TELECOM Digest OnLine - Sorted: Re: Pre A/C Central Office Ventilation?

Re: Pre A/C Central Office Ventilation?

mc (
Thu, 13 Jul 2006 21:22:35 -0400

> older buildings had high ceilings and cross ventilation by design, plus
> awnings over windows to help. That might help the temperature, but
> high humidity?

I went to high school in such a building in Valdosta, Georgia. It
really isn't too bad. High ceilings and cross ventilation help a
*lot*, and due to thermal inertia, the day and night temperatures get
averaged, and the daytime temperature indoors is a good bit cooler
than outdoors in the middle of the day.

What's *bad* is "modern" (1960s) schools and other "modern" buildings
that were built without air conditioning.

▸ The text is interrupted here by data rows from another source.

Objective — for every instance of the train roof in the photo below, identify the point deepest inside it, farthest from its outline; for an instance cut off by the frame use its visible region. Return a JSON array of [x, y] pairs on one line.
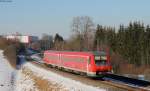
[[80, 52]]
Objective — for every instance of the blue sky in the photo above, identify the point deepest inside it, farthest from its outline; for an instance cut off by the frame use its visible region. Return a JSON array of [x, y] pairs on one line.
[[54, 16]]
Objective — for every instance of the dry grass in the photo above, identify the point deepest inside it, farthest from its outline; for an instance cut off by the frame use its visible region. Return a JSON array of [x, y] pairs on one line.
[[43, 84]]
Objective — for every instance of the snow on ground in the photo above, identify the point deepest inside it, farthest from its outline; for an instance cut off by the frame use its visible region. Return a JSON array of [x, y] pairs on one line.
[[6, 74], [24, 83], [68, 83]]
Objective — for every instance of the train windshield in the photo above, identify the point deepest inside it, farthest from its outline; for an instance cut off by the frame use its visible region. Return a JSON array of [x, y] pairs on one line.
[[100, 60]]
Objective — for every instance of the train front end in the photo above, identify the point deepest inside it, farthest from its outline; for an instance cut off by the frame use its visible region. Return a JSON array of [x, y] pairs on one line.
[[100, 64]]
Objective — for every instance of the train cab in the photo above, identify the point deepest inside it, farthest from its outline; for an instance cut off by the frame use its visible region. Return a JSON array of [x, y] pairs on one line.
[[100, 63]]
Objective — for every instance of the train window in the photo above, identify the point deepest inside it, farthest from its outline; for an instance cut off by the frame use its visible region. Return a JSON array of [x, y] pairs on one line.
[[100, 60]]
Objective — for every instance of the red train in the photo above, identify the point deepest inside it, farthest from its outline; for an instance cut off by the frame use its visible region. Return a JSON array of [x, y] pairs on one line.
[[91, 63]]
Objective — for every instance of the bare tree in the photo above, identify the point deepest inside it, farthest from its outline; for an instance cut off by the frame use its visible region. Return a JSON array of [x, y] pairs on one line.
[[46, 42], [82, 26]]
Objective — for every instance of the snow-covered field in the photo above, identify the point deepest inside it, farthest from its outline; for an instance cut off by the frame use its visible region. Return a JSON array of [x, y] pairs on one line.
[[12, 80], [67, 83], [6, 74]]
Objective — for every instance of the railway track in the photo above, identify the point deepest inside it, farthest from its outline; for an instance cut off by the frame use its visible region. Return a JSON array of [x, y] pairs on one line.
[[114, 80], [117, 81]]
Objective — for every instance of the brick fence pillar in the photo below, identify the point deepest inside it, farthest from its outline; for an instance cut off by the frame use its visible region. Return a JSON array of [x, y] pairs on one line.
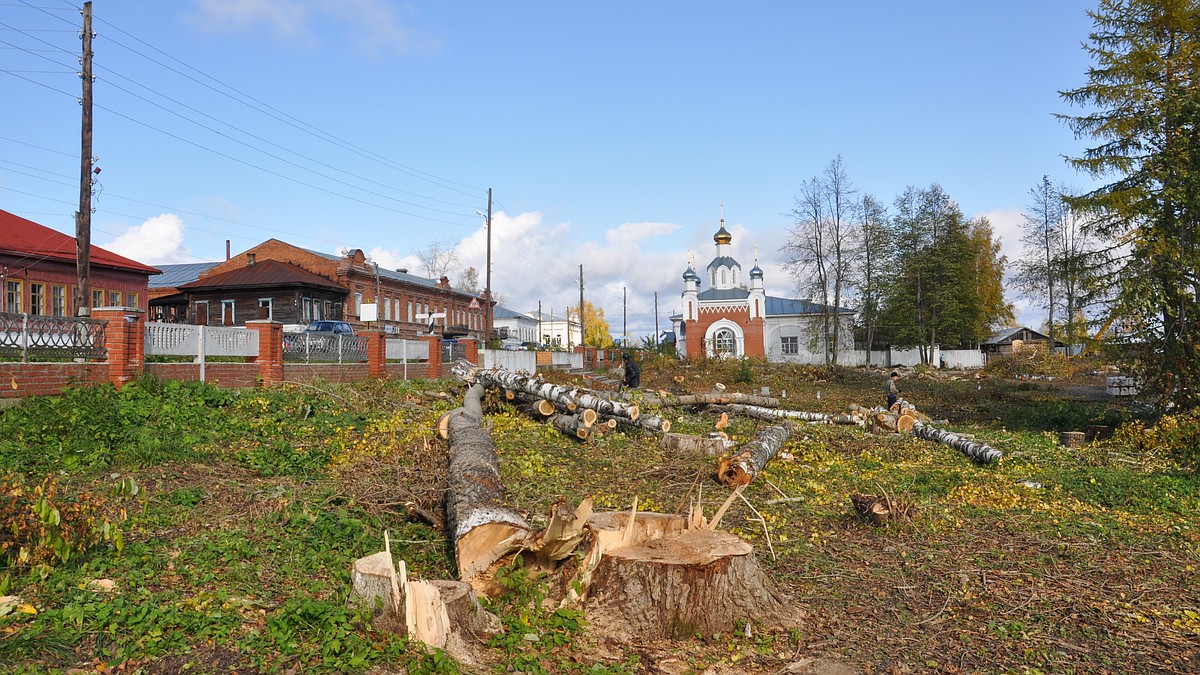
[[435, 363], [471, 350], [125, 339], [377, 353], [270, 351]]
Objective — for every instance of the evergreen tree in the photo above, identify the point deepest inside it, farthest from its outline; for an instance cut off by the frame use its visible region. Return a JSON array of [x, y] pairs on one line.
[[1143, 101]]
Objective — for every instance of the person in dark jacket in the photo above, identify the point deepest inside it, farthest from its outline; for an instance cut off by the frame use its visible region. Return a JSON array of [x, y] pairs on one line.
[[892, 389], [633, 371]]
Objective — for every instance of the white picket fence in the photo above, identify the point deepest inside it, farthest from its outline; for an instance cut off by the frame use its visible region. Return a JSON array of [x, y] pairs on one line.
[[199, 341]]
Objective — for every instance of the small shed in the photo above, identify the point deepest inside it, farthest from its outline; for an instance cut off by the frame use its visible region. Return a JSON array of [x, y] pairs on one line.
[[1017, 339]]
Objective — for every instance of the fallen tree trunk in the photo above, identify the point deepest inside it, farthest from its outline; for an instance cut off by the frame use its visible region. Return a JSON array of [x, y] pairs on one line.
[[481, 527], [647, 422], [741, 469], [714, 398], [761, 412], [981, 453], [568, 398], [571, 425], [688, 444]]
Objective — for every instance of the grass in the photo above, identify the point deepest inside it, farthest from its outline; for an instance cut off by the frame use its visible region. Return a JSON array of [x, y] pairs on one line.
[[241, 512]]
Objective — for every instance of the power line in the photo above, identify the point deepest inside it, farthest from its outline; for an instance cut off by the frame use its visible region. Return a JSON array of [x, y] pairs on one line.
[[269, 111]]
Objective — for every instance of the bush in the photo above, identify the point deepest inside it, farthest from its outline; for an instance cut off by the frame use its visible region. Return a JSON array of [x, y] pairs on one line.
[[1175, 435]]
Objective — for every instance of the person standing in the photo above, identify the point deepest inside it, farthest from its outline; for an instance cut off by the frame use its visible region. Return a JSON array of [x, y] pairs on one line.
[[893, 388], [633, 371]]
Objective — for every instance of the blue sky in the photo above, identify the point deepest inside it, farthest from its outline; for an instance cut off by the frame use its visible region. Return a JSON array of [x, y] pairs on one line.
[[610, 132]]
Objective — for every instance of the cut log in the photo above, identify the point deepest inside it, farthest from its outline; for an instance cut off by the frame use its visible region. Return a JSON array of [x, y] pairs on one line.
[[696, 446], [481, 527], [881, 509], [1072, 438], [714, 398], [742, 467], [645, 422], [571, 425], [981, 453], [885, 423], [568, 398], [761, 412]]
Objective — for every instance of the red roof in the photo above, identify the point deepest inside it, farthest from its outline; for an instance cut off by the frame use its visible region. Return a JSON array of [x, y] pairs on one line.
[[267, 273], [27, 238]]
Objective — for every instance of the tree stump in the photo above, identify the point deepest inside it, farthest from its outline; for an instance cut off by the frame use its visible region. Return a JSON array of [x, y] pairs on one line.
[[1072, 438], [683, 584]]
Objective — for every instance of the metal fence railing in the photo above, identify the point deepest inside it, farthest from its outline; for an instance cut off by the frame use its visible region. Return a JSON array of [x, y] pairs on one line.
[[307, 347], [399, 350], [34, 336]]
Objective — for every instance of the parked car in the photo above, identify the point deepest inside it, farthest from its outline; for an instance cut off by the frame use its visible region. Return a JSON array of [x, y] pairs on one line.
[[319, 334], [330, 328]]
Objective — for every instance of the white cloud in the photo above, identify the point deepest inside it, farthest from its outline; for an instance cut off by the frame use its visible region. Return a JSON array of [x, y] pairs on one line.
[[1006, 227], [371, 25], [159, 240], [633, 232]]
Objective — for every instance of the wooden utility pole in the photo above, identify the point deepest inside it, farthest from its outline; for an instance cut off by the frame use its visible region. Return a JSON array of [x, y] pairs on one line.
[[655, 318], [83, 216], [624, 316], [487, 282]]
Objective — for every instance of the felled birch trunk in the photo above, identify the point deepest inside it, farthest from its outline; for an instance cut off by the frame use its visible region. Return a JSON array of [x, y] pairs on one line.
[[571, 425], [762, 412], [567, 398], [713, 398], [743, 467], [646, 422], [979, 452], [481, 527]]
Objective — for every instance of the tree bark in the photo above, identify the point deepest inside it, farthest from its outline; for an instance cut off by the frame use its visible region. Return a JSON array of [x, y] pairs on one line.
[[481, 527], [743, 467], [571, 425], [761, 412], [981, 453], [568, 398], [714, 398]]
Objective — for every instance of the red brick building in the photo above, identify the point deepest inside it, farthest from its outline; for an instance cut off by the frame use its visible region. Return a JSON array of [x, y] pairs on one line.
[[300, 286], [735, 317], [39, 276]]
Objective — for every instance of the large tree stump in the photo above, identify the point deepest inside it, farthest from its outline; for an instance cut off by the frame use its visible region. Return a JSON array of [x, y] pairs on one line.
[[682, 585]]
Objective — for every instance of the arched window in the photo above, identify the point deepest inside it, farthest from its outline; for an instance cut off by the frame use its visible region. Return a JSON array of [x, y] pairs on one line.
[[725, 344]]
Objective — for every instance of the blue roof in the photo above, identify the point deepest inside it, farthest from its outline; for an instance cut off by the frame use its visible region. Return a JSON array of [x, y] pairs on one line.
[[783, 306], [505, 312], [723, 261], [724, 294], [174, 276]]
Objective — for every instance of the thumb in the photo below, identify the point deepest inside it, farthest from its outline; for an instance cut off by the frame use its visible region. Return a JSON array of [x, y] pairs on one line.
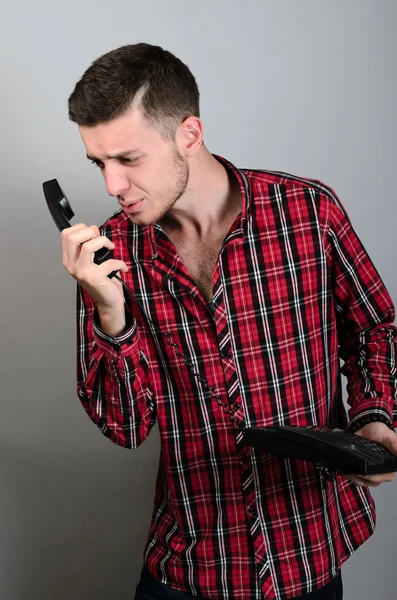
[[390, 441]]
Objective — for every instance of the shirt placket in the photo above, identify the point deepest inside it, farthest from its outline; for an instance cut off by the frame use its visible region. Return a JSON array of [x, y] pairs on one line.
[[235, 407]]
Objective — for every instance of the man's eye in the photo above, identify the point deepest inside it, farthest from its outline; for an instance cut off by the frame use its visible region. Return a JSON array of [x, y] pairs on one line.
[[98, 163]]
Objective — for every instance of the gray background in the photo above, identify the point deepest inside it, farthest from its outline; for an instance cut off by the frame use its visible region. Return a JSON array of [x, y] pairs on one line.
[[307, 87]]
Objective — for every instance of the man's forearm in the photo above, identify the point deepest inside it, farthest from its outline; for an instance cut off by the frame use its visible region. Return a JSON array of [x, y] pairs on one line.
[[113, 320]]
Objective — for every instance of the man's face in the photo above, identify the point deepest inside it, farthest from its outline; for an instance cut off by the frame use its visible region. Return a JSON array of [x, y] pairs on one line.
[[146, 173]]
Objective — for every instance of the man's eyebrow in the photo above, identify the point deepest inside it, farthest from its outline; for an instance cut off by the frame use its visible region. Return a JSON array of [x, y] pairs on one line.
[[116, 156]]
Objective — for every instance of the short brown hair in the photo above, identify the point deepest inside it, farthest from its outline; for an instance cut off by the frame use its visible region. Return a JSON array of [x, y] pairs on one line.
[[108, 88]]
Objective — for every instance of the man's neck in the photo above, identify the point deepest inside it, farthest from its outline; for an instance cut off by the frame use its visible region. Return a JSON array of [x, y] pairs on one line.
[[212, 199]]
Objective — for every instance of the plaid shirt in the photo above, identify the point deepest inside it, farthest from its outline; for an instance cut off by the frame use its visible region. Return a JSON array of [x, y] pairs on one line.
[[293, 290]]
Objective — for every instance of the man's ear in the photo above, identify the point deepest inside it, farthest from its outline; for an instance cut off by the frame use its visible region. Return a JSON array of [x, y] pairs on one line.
[[189, 136]]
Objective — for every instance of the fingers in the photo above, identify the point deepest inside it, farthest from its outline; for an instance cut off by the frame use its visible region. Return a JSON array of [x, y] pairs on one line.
[[73, 242], [371, 480]]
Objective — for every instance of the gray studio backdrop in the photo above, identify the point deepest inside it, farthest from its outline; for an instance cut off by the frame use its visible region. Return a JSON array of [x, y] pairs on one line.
[[307, 87]]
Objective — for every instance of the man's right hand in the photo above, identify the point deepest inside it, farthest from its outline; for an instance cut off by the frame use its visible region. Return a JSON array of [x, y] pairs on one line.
[[79, 243]]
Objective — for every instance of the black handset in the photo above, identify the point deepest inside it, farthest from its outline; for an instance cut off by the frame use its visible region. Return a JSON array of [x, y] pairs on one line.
[[343, 451], [62, 212]]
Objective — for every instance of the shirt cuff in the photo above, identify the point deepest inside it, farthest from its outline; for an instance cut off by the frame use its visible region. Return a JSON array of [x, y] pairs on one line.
[[366, 417], [116, 346]]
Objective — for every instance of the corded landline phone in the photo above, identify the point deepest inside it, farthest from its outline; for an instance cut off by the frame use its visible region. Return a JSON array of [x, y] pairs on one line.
[[337, 451]]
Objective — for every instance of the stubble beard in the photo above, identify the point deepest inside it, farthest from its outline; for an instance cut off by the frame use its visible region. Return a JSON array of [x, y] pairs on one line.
[[166, 197]]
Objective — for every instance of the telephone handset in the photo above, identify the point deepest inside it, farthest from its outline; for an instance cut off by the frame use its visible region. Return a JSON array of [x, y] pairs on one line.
[[341, 451], [62, 212]]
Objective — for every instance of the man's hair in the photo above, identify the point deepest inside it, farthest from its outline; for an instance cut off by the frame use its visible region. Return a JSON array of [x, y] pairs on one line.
[[136, 75]]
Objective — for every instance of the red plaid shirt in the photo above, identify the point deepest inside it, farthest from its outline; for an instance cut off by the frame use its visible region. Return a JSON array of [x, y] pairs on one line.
[[293, 290]]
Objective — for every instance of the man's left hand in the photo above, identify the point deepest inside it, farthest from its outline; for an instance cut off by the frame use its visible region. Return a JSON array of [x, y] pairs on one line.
[[377, 432]]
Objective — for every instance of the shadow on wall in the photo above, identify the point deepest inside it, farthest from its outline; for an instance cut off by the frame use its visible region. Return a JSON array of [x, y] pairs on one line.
[[74, 528]]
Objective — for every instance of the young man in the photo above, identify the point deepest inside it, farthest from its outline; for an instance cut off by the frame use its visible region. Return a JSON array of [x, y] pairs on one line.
[[247, 288]]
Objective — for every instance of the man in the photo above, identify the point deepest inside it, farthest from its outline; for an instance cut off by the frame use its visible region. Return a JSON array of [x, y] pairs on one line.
[[246, 288]]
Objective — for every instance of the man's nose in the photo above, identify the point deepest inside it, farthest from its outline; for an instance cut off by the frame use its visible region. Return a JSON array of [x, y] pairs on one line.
[[116, 182]]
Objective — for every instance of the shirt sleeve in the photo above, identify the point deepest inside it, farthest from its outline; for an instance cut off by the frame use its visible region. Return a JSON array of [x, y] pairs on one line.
[[366, 336], [112, 377]]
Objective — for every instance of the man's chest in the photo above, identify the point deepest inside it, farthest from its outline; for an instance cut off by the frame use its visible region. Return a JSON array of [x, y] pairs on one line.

Somehow the architects just
forgot that they were building a kind of architecture that only worked
with air conditioning. The worst was a dormitory I lived in at Yale
(Helen Hadley Hall) whose central HVAC system was deleted from the
plans at the last minute. The place was hot for half of the year and
smelled bad all the time.

> Again, I don't know how the many office workers in Washington DC
> during WW II survived; only a few buildings at that time had a/c.

To this day the Executive Office Building has only window units -- I
noticed while walking by it recently.